Les choses sont plus compliquées au XXe siècle. Au "petit siècle", les liaisons dangereuses entre l'art et le pouvoir ont écrasé l'art dans une étreinte fatale. Les totalitarismes – le fascisme en Italie, le nazisme en Allemagne et le stalinisme en Russie – ont développé une politique culturelle qui non seulement imposait des limites à la liberté d'expression, mais prescrivait également un canon esthétique que les artistes devaient suivre. Le cas tragique de Chostakovitch et de Prokofiev en Russie, qui ont été contraints de composer des œuvres de célébration au nom du "réalisme socialiste", et menacés par le régime si leurs œuvres n'étaient pas appréciées : Lady Macbeth du district de Mzensk (1936) de Chostakovitch est un chef‑d'œuvre du théâtre musical du XXe siècle, mais a attiré un article de la Pravda qui équivalait à une condamnation claire ("Le chaos au lieu de la musique") et une menace pour sa vie même. Le cas des artistes allemands pendant le nazisme a également été terrible. Seuls quelques-uns n'acceptent pas de se plier au régime hitlérien et émigrent à l'étranger : Erich Kleiber (le père de Carlos), Thomas Mann, Arnold Schönberg, Theodor W. Adorno, Bertolt Brecht, Kurt Weill, Fritz Lang et d'autres, artistes de théâtre, intellectuels, philosophes et musiciens ; beaucoup d'autres choisissent la voie plus confortable de l'"émigration interne", c'est-à-dire qu'ils se retirent dans leur espace privé sans collaborer avec le régime mais sans s'y opposer. Les cas de Richard Strauss, tranquillement enfermé à composer dans sa villa de Garmisch et convaincu que sa célébrité le protégerait des appétits nazis, et de grands compositeurs comme Hans Pfitzner et Carl Orff ou de grands chefs d'orchestre comme Herbert von Karajan et Wilhelm Furtwängler, qui se sont rangés de manière plus ou moins convaincante du côté des nazis, font encore débat. Klaus Mann, le fils de Thomas, fait l'apologie tragique du sort qui attend l'artiste lorsqu'il vend son âme au diable, c'est-à-dire au pouvoir, dans son beau roman Mephisto, dont István Szabó a tiré un film en 1981 avec Klaus Maria Brandauer dans le rôle-titre.

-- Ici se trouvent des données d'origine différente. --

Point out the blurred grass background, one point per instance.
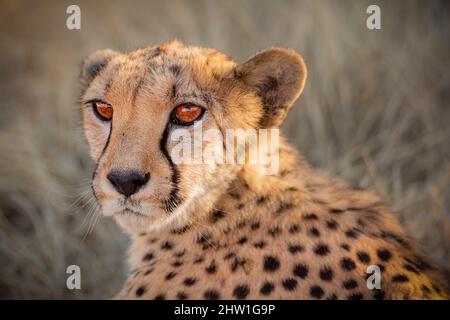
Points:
(375, 111)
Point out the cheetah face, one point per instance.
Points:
(133, 103)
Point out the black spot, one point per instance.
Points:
(238, 262)
(326, 274)
(170, 275)
(180, 230)
(316, 292)
(289, 284)
(175, 69)
(177, 263)
(189, 281)
(160, 296)
(241, 292)
(348, 264)
(271, 264)
(217, 215)
(351, 233)
(355, 296)
(182, 295)
(140, 291)
(384, 254)
(333, 296)
(242, 240)
(267, 288)
(149, 256)
(261, 200)
(199, 260)
(378, 295)
(331, 224)
(410, 268)
(363, 256)
(310, 216)
(350, 284)
(314, 232)
(419, 263)
(284, 206)
(211, 294)
(436, 288)
(148, 271)
(173, 91)
(295, 248)
(301, 271)
(425, 289)
(400, 278)
(260, 244)
(229, 256)
(234, 195)
(295, 228)
(321, 250)
(275, 231)
(211, 268)
(167, 245)
(255, 226)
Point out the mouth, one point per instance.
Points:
(128, 211)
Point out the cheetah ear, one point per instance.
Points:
(94, 63)
(278, 77)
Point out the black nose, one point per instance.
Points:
(128, 182)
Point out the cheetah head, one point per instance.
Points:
(133, 103)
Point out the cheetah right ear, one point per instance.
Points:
(276, 75)
(94, 63)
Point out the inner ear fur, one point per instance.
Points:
(94, 63)
(277, 76)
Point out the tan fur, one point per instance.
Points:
(231, 219)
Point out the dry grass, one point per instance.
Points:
(375, 111)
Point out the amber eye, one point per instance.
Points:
(186, 113)
(102, 110)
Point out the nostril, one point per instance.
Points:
(142, 180)
(128, 182)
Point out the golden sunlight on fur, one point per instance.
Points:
(221, 231)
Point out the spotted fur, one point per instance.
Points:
(225, 231)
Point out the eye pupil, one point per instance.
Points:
(103, 110)
(185, 114)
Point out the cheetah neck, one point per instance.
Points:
(248, 199)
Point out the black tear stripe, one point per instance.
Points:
(100, 158)
(173, 200)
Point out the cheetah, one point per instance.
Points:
(226, 231)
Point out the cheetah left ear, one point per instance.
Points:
(278, 77)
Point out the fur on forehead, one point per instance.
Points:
(264, 87)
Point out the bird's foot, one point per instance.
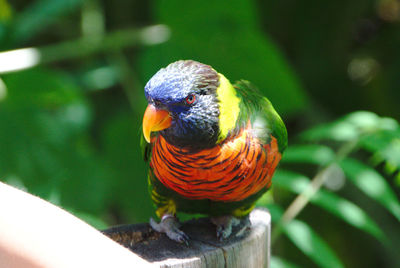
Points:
(226, 223)
(169, 225)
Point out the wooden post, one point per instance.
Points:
(247, 248)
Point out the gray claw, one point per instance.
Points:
(169, 225)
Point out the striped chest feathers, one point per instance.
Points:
(230, 171)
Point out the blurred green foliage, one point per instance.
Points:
(70, 123)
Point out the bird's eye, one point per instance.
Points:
(190, 99)
(157, 103)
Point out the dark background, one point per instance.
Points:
(70, 127)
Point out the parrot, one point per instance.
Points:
(211, 146)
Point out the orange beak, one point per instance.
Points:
(155, 120)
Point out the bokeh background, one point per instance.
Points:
(71, 99)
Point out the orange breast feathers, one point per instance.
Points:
(231, 171)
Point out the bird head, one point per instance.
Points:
(183, 104)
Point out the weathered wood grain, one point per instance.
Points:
(247, 248)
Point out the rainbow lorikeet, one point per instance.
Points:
(212, 146)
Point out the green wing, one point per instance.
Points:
(262, 115)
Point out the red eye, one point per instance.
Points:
(190, 99)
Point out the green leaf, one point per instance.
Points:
(338, 206)
(350, 127)
(39, 15)
(311, 244)
(277, 262)
(385, 145)
(313, 154)
(236, 53)
(372, 184)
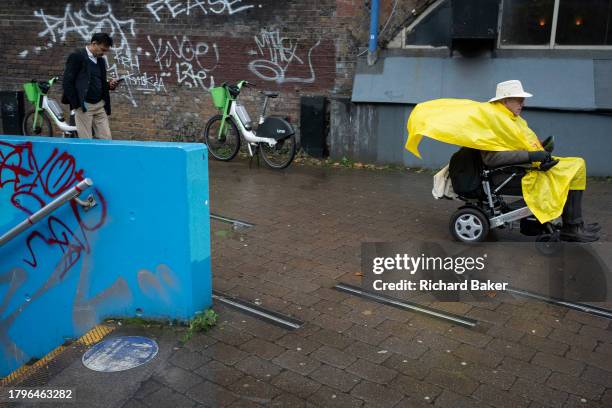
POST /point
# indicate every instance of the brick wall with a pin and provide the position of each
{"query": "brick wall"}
(173, 51)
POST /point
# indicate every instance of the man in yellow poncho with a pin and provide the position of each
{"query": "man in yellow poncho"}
(503, 137)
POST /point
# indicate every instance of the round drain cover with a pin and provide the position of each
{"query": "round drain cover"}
(120, 353)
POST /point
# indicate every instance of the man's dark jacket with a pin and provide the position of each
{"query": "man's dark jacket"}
(76, 80)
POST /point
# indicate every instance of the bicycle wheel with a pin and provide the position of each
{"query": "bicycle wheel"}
(222, 147)
(43, 126)
(281, 154)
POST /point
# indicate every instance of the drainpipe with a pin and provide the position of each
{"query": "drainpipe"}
(373, 47)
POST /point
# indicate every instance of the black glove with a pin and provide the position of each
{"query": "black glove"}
(548, 165)
(549, 144)
(539, 155)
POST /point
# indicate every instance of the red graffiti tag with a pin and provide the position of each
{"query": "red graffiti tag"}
(34, 185)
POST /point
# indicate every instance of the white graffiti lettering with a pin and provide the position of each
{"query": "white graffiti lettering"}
(191, 62)
(175, 7)
(95, 16)
(277, 55)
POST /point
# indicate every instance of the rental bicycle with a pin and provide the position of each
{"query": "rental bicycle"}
(274, 138)
(36, 122)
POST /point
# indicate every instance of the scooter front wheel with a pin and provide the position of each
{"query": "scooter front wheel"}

Les démocraties nées après la guerre, précisément pour éviter que l'art ne soit à nouveau soumis au pouvoir, ont développé un système de soutien et de subventions de l'État qui s'est ramifié en un réseau d'institutions où le mécène et le destinataire de l'art, le bénéficiaire de ses créations, devenait la communauté dans son ensemble. Malheureusement, cet effort n'a pas réussi, comme le montre très bien le livre de Pecqueur, à faire apprécier cette liberté aux artistes au point de les faire renoncer à se soumettre au pouvoir.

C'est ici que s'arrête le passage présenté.